Lamentavelmente, o mea culpa de Nassif não foi feito também por seus pares

Em 1992, o governo federal era presidido pelo alagoano Fernando Collor de Mello. O então presidente, em seus últimos suspiros, contratou Etevaldo Dias, respeitado comunicador da Veja e do Jornal do Brasil, para assessorá-lo, ser seu porta-voz, com a raivosa imprensa tupiniquim. Àquela altura, todavia, pouco poderia ser feito. O estrago, causado majoritariamente pelas falcatruas do caricato PC Farias e pelo instável – possivelmente psicótico – Pedro Collor, levou o governo às cordas do ringue. Trata-se, até hoje, de uma história mal explicada, esquisita, abarrotada de ilações e fantasias.

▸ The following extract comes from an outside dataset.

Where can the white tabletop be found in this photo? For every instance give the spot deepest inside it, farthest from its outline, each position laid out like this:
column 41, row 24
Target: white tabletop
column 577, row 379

Em um artigo escrito há alguns anos, Luis Nassif (o próprio) admitiu os pecaminosos excessos cometidos nos variados meios de comunicação que cobriram Collor de Mello. Aos jornalões, escândalos de corrupção e crises econômicas não bastaram. Não. O espectro da libertinagem jornalística fez-se presente em muitas redações. Collor de Mello foi acusado, vejam só, de consumir supositórios de cocaína. Claro, um escândalo descoberto por meio de fontes anônimas. Tratava-se de uma forma de consumo e efeito rápidos e imperceptíveis. Não que Collor não almejasse holofotes, pelo contrário. De qualquer forma, houve excessos vexaminosos em diversos prismas. Lucrou-se muito com mentiras e suposições duvidosas, sem materialidade.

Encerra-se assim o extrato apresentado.